To study, or not to study … That is the question. If you’ve completed an undergraduate degree, or nearly finished one, it can be tempting to return to the tertiary system in the noble pursuit of extra letters after your name.
But before signing your life away for another two years and loading another $20k onto your education loans, have a think about whether it’s the best option. Here’s your three minute guide to making an education decision.
You’ll be in debt, lots of it…
Postgraduate study costs serious coin. While your Bachelor’s bill probably benefited from some nice government subsidies, Graduate Diplomas and Masters are all on you.
With no strict payment structure, these full-fee courses will set you back $20k to $100k. The high end being Juris Doctorates, because lawyering be expensive.
Sure, no piggy bank heads will need to smashed open for upfront payments, but it is still a loan. The tax man doesn’t forget and will begin milking your pay cheque when you start earning over $54,126 per annum.
… But it will pay off, eventually.
Despite the mountain of debt you’ll be in, those extra years of sweating over exams and essays ought to give you a competitive edge over other graduates.
As less than a third of students complete further study, you’ll be part of an exclusive club. Top hats and cigars optional. For industries like health, science, accounting and engineering, further education is often necessary to get the thumbs up from prospective employers.
Another perk may be the good-looking salary package coming your way. A 2010 study by the Graduate Careers Australia found post graduates received a median salary of $70,000, compared to $49,000 for undergrads. Nice.
Paper has nothing on work experience…
Here’s the thing, employers don’t always appreciate your second piece of paper. They want experience, for you to be highly competent in everything under the sun, and a nice person to be around, too.
It’s a tough spot you’re put in leaving the tertiary system for the real world. You need the job to get the experience, but they won’t give you the job because you haven’t got enough experience. So logic says the earlier you start on that experience, the better.
… But together they make you superhuman.
The piece of paper on its own is not enough, but with their powers combined experience and qualifications make for an A-class resume.
One of the beauties of study is being part of a network of go getters and a support system that can help get you some solid experience. Use this opportunity to score yourself an internship that will train you up with super-skills, or work part-time in a related field.
It’s be impossible to tick all the boxes for an insatiable employer, but you’ll be heading in the right direction.
It’s not all beer and skittles…
Returning to or continuing study is a hard slog. Expect less invites to toga-toting partying and more heads-down adulting in the postgraduate study environment.
You’ll be juggling more things (part-time or full-time work) and have fewer benefits of being a student (no student concession, and Centrelink covers very few postgraduate courses).
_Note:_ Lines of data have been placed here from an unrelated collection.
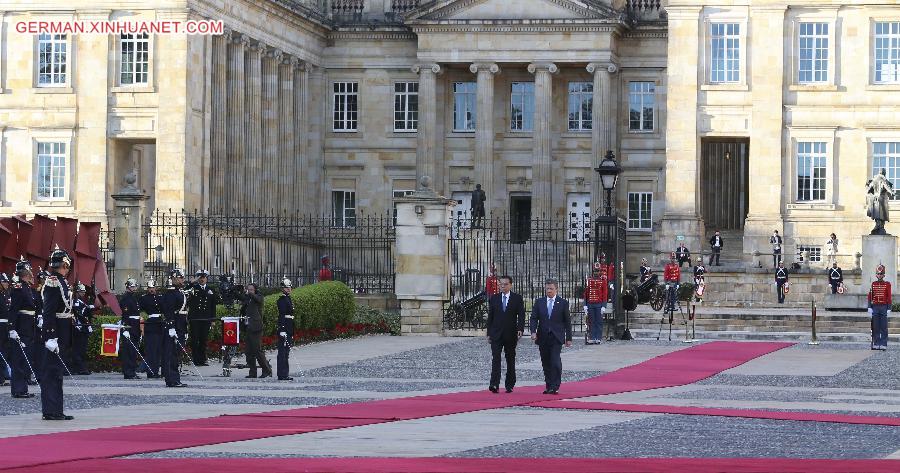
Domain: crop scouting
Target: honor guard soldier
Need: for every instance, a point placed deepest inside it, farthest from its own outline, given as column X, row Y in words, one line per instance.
column 596, row 294
column 131, row 330
column 285, row 329
column 22, row 306
column 5, row 365
column 151, row 304
column 835, row 278
column 781, row 280
column 57, row 334
column 672, row 278
column 174, row 303
column 84, row 317
column 879, row 308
Seeing your mates with their abundance of free time outside of 9 to 5, with their disposable income and tales of career success, will also be a real downer.
… But your brain will love you for it.
While it sucks to miss happy hour at the pub again due to another essay, there is gold to be found at the end of the rainbow.
While the study may be more intense, it’s more relevant to your career goals and in turn, more interesting to you. While friends are slaving away in an office you’re cramming your brain full of exciting stuff. And it’s stay there too, with studies showing booze inhibits your ability to remember things.
Plus, you’ll be less likely to skip lectures due to a hangover, which will have your body and brain thanking you for taking the path to educational enlightenment.